I think that the level of commitment to democracy that they demonstrate on air is the metric by which they should be judged—and that, as I’ve written before, the only appropriate standard for that is zero tolerance of threats to democracy. For all the reporting on Fox going all in on DeSantis or Ramaswamy, or Murdoch trying to convince Glenn Youngkin, the (allegedly moderate) Virginia governor, to get in, top opinion hosts have continued to run cover for Trump. Some of the rhetoric around his indictments—from Carlson’s replacement, Jesse Watters, in particular—has been obscene. I expect them to be shameless in eventually landing where they feel their audience is as 2024 draws nearer. And I think they will remain widely watched as they do so. (You note that viewers jumped ship after Carlson was ousted, but there’s evidence the prime-time ratings are already recovering.)
That said, my macro view of Fox is that it is broadly serving views that are out there, not creating them from whole cloth. If it became so unmoored as to one day float off air and into the ether, I have little doubt that something similar would metastasize in its wake.
Other notable stories:
- As I wrote in Monday’s newsletter, police in Marion, Kansas, recently raided a local newspaper, claiming in an affidavit that a journalist there must either have impersonated a driver or lied when they used a state website to verify a story about a DUI. KSHB now reports, however, that the journalist used a different site to the one referenced in the affidavit—a site, state officials say, that can be used to legally obtain driving records.
- Katie Robertson, of the New York Times, spoke with top former tech journalists at Vice, who, following that company’s recent bankruptcy struggles, decided to strike out on their own.

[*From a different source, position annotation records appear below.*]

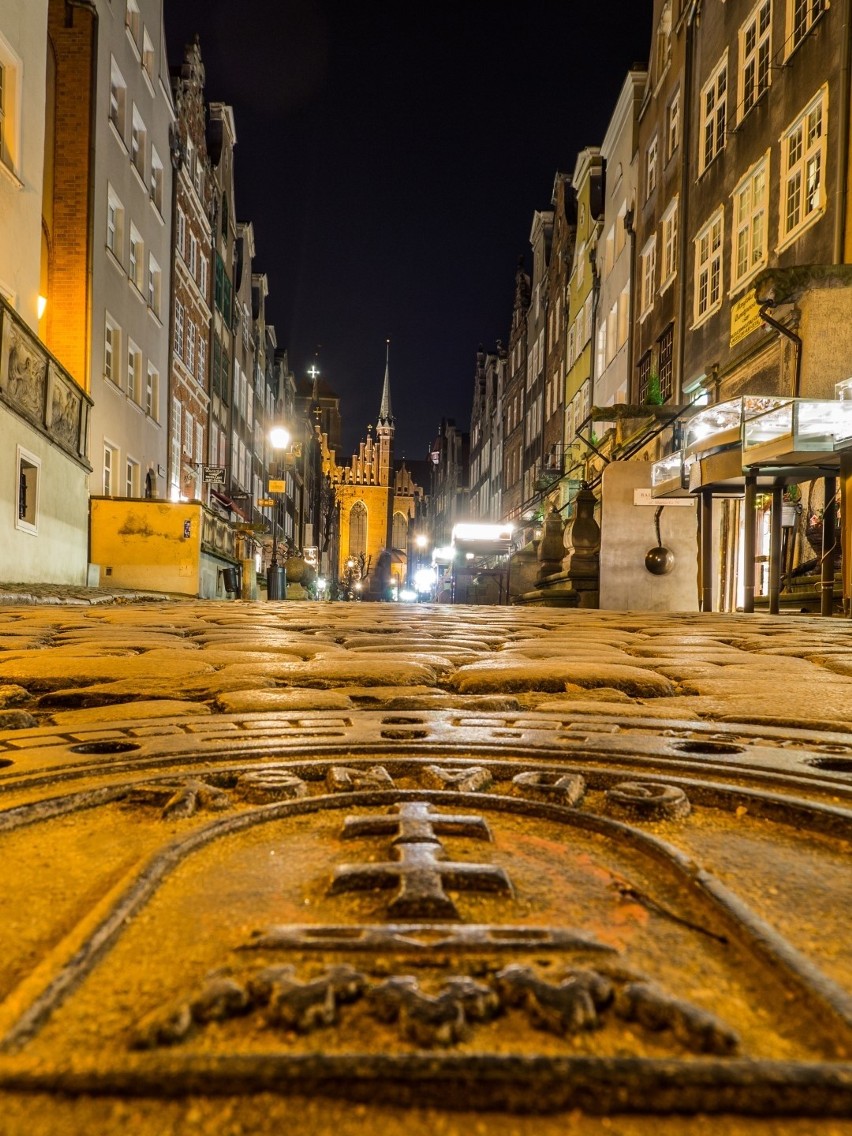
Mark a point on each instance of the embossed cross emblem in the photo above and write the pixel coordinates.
(420, 869)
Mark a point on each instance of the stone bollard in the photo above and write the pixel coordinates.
(551, 546)
(584, 561)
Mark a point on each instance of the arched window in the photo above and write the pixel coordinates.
(358, 529)
(399, 536)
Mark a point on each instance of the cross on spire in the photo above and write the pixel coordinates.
(420, 868)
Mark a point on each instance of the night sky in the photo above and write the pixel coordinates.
(391, 157)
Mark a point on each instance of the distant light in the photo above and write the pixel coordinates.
(469, 532)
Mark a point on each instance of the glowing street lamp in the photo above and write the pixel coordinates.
(275, 581)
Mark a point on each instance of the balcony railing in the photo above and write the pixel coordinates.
(35, 386)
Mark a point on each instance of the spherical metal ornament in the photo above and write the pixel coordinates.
(660, 560)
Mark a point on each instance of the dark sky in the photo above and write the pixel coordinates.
(391, 157)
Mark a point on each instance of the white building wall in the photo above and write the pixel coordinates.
(120, 418)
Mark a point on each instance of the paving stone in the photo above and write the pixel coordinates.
(553, 675)
(132, 710)
(257, 700)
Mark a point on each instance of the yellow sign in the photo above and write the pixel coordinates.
(744, 317)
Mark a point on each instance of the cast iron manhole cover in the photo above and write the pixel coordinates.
(496, 911)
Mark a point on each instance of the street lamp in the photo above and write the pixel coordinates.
(275, 577)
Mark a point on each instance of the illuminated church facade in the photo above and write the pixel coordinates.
(379, 502)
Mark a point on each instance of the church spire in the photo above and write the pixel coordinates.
(385, 414)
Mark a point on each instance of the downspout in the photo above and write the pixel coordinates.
(843, 147)
(683, 207)
(795, 340)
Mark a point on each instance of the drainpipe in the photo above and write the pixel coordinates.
(795, 340)
(843, 111)
(683, 206)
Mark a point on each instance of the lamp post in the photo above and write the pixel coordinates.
(275, 578)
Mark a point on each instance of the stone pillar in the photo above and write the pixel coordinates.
(584, 561)
(551, 546)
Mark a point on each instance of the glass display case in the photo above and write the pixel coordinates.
(794, 432)
(667, 475)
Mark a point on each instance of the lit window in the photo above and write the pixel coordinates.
(138, 258)
(669, 244)
(152, 393)
(801, 17)
(750, 236)
(117, 100)
(115, 224)
(157, 180)
(651, 167)
(648, 272)
(754, 48)
(133, 22)
(713, 108)
(110, 469)
(111, 351)
(155, 285)
(178, 328)
(803, 152)
(138, 142)
(148, 56)
(708, 267)
(673, 125)
(134, 372)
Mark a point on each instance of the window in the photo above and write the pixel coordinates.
(148, 56)
(708, 267)
(131, 478)
(115, 224)
(152, 393)
(133, 22)
(750, 236)
(174, 457)
(155, 285)
(181, 232)
(358, 529)
(201, 372)
(28, 478)
(651, 167)
(111, 352)
(803, 150)
(666, 354)
(178, 328)
(138, 258)
(156, 180)
(110, 469)
(669, 245)
(648, 270)
(117, 100)
(138, 142)
(134, 372)
(190, 360)
(673, 125)
(644, 376)
(713, 115)
(754, 46)
(801, 17)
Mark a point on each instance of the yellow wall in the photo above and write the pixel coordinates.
(144, 543)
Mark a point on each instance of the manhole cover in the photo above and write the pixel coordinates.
(506, 912)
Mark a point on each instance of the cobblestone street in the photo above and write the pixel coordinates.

Yesterday, they launched 404 Media, a news site that promises to cover how tech “impacts real people in the real world” and will be worker-owned. (One model for the site is Defector, whose ownership model Danny Funt recently wrote about for CJR.)
- In media-jobs news, Bloomberg overhauled its executive team, raising questions, per Axios, as to whether its aging CEO, Michael Bloomberg, is plotting his own succession. (Bloomberg says he isn’t going anywhere yet.) Elsewhere, the Post’s opinion section tapped Shadi Hamid as a columnist and Alexi McCammond as an editor. And Michael Wolff said he will be out soon with a new book on “the end” of Fox and the Murdochs.
- In Australia, Lachlan Murdoch, the CEO of Fox Corporation, agreed to pay more than a million Australian dollars in legal costs to Crikey—a news site that Murdoch sued for defamation after it published an article accusing his family of complicity in the January 6 attack on the US Capitol, before dropping the suit earlier this year. Crikey will donate the proceeds of a crowdfunding campaign it launched in the case to a press-freedom group.
- And in Germany, the media behemoth Axel Springer settled with Julian Reichelt, the former top editor of its tabloid Bild who was ousted in 2021 following sexual-misconduct allegations. Springer had sued Reichelt for violating his departure terms by leaking information about the company to a rival outlet. Reichelt, who had countersued, denied leaking, but a Springer statement released yesterday suggests that he has admitted to it.